Photo by Flickr user Peter Patau
Special Guest Emma Marris
Emma Marris, author of Rambunctious Garden, joins Mike in the studio to talk about her book and invasive plants. “Of course a plant doesn’t know where it’s supposed to be, it’s just growing. What has been troubling to me is when plants that are not necessarily causing any harm are targeted for removal just because they are nonnative. That seems to be to be too purist,” Marris explains. It all depends on the goal for your land, whether it be to grow a certain plant or to care for whatever occurs there. Letting nonnative plants grow in a garden actually increases the diversity in that area. Of course, plants don’t know where they are supposed to be, they just grow, and it is because of the simplicity of this fact that every gardener knows that they are not in control. “The book is about coming to terms with the mass of human influence on the planet and learning how we can move forward and still have a relationship with nature that is good and positive and there can still be lots of diversity even if we cannot go back to pristine wilderness,” Marris says.
“Of course a plant doesn’t know where it’s supposed to be, it’s just growing. What has been troubling to me is when plants that are not necessarily causing any harm are targeted for removal just because they are nonnative.

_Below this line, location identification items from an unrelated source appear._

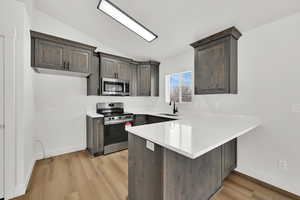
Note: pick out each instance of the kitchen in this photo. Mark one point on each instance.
(53, 110)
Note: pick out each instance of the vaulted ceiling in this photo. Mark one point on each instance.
(177, 23)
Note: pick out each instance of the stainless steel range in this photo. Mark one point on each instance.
(115, 120)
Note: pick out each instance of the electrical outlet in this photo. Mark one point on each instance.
(283, 165)
(296, 108)
(150, 145)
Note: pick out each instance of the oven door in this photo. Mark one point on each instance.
(112, 87)
(115, 133)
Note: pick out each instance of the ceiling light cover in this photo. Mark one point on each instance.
(113, 11)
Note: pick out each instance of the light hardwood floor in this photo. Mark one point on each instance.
(77, 176)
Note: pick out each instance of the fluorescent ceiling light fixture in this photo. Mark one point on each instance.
(116, 13)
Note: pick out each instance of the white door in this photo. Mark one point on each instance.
(1, 117)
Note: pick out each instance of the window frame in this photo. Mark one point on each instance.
(180, 90)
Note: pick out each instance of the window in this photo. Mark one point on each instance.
(179, 87)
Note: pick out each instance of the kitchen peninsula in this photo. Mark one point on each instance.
(186, 159)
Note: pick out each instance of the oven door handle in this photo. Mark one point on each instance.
(117, 122)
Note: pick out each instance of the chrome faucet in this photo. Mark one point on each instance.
(175, 109)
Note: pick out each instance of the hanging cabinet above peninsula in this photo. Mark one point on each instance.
(216, 63)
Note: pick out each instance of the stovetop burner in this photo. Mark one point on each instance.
(116, 114)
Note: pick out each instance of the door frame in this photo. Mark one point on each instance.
(9, 38)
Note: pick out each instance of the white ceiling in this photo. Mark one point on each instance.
(177, 23)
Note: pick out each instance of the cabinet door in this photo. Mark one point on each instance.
(229, 158)
(144, 80)
(109, 68)
(154, 80)
(50, 55)
(133, 80)
(211, 68)
(93, 82)
(79, 60)
(124, 71)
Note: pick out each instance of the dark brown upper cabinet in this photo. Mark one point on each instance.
(115, 67)
(216, 70)
(50, 54)
(143, 76)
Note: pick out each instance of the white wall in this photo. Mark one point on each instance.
(15, 16)
(61, 101)
(269, 68)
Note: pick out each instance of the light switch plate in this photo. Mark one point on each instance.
(150, 145)
(296, 108)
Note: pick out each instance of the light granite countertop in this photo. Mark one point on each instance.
(195, 135)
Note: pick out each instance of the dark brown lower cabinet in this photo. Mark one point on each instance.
(165, 175)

That seems to be to be too purist.”
Emma Marris, author of Rambunctious Garden
Purchase Emma Marris’ book Rambunctious Garden: Saving Nature in a Post-Wild World on Amazon »
Improving the health of fruit trees
Vern in Akron, Ohio has noticed that right after his crabapple tree blooms, the leaves turn brown and fall off. “You need to get on a twelve step program,” Mike says, “you should feed your lawn naturally in the spring and in the fall. Because the tree is so close to it the feedings that you give your lawn are going to affect the tree so you want to try to keep cheap chemical fertilizers away from there.” In addition, mulching trees more often than not only causes problems. If anything, Vern can spread a thin layer of compost around the tree. “Accept the fact that flowering apple trees are not four season trees, you get those beautiful blooms and then it is not unusual for them to be the shame of the neighborhood for the rest of the summer,” Mike says.